For these reasons, surgery for ovarian cysts in women of childbearing age is recommended only when absolutely necessary. Moreover, it is advised that laparoscopy be preferred and performed by an experienced Gynaecologist, keeping fertility preservation a priority.

Uterine malformations are a congenital condition and are usually associated with malformations of the genitals, the urinary tract or rectum.
They occur in approximately 5% of the general population.
Usually, initial diagnosis is made via a transvaginal ultrasound and confirmed by a hysteron-salpingography, a hysteroscopy, laparoscopy or an MRI (magnetic resonance imaging).

There are different types of malformations of the uterus of which the septated uterus (uterine septum or partition) is the most common.

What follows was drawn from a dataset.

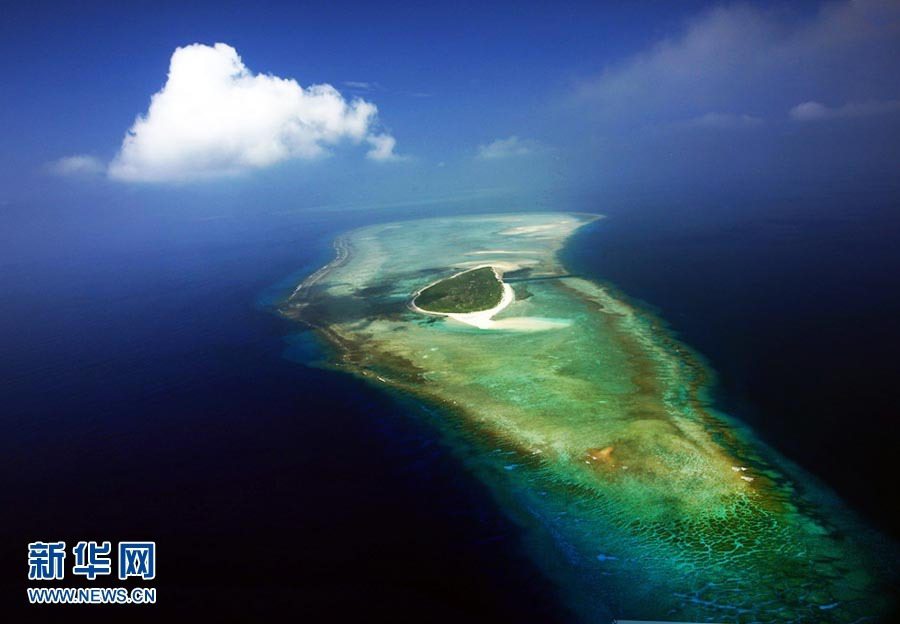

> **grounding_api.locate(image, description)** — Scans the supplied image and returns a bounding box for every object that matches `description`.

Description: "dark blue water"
[0,193,900,622]
[0,202,564,621]
[566,189,900,537]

Types of uterine malformations:


  • Partial agenesis or hypoplasia
  • Class II: Unicornate uterus (a one-sided uterus)
  • Class III: Uterus didelphys (double uterus)
  • Class IV: Bicornuate uterus (uterus with two horns)
  • Class V: Septated uterus (uterine septum or partition)
  • Class VI: DES uterus

Surgical intervention (hysteroscopy) is not required for all types of malformations in order to restore fertility.

Nevertheless, it is recommended that a septated uterus be surgically corrected before a patient tries to become pregnant.
It is a simple procedure, applying hysteroscopic techniques, without serious side effects, and it dramatically improves the couple’s chances of natural pregnancy.

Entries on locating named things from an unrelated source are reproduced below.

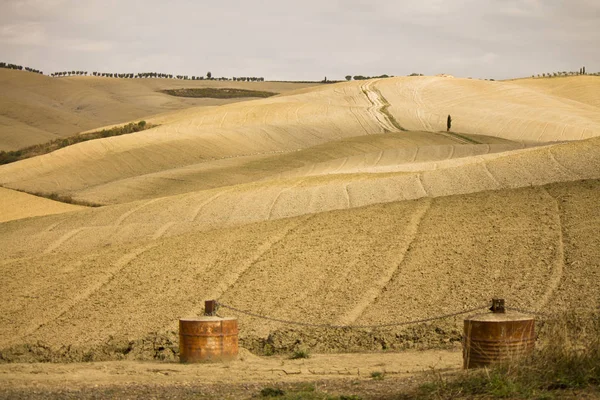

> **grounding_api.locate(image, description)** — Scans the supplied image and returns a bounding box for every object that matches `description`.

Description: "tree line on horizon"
[0,62,44,75]
[531,67,600,78]
[50,71,265,82]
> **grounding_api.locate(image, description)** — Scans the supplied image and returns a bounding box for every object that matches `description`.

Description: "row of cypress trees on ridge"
[0,62,44,75]
[50,71,265,82]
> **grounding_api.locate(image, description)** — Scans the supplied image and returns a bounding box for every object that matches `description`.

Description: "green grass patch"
[162,88,279,99]
[371,371,385,381]
[253,384,362,400]
[290,349,310,360]
[0,121,156,165]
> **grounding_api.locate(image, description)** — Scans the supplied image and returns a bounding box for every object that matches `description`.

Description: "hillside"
[0,68,322,151]
[0,73,600,361]
[0,77,600,203]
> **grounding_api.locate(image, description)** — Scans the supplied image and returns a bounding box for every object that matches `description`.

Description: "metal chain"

The menstrual cycle plays a vital role in achieving pregnancy.
Not only is it responsible for ovulation, but it also prepares the endometrium to receive the embryo. The usual duration of a cycle is 28 days with ovulation around Day 14. Significant changes to the cycle are associated with irregular ovulation or even lack of ovulation. In these cases, it is difficult to identify the woman’s fertile days, greatly reducing the likelihood of pregnancy.

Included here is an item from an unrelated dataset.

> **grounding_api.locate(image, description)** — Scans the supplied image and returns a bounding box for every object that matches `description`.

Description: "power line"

The most common cause of an irregular cycle is polycystic ovary syndrome (PCOS), characterized by the following:

  • irregular menstrual cycle
  • ovarian morphology in which multiple follicles are visible
  • hyperandrogenism: hirsutism and a tendency for accumulation of fat in places unusual for women, such as the tummy
  • hyperinsulinemia
  • obesity

Besides affecting fertility, PCOS can cause changes in metabolism.
For this reason, a correct diagnosis and treatment is essential to improve the patient’s health and quality of life.

Another abnormality of the menstrual cycle is amenorrhoea (the absence of menstruation). Amenorrhoea is associated with infertility, as well as changes to bone mass (osteoporosis) if the problem persists for a long time.
It is important to identify the cause of amenorrhoea and seek proper treatment in order to avoid secondary side effects, especially to bone structure.
There are many different treatments for amenorrhoea depending on the cause of the problem.

Male factor

Testicular pain is associated with the presence of varicocele (swollen veins in the testicles), which can contribute to infertility.

Anomalies in the testes during childhood (cryptorchidism, genital malformations, etc.). All these defects are associated with poor development of the genital organs during embryonic development. In such cases, the is an increased likelihood of birth defects affecting sperm quality, particularly when associated with abnormal sperm, recurrent miscarriages or unexplained infertility.

Impotence and other problems related to sexual function, which lead to reduced reproductive capacity, can be treated effectively without side effects.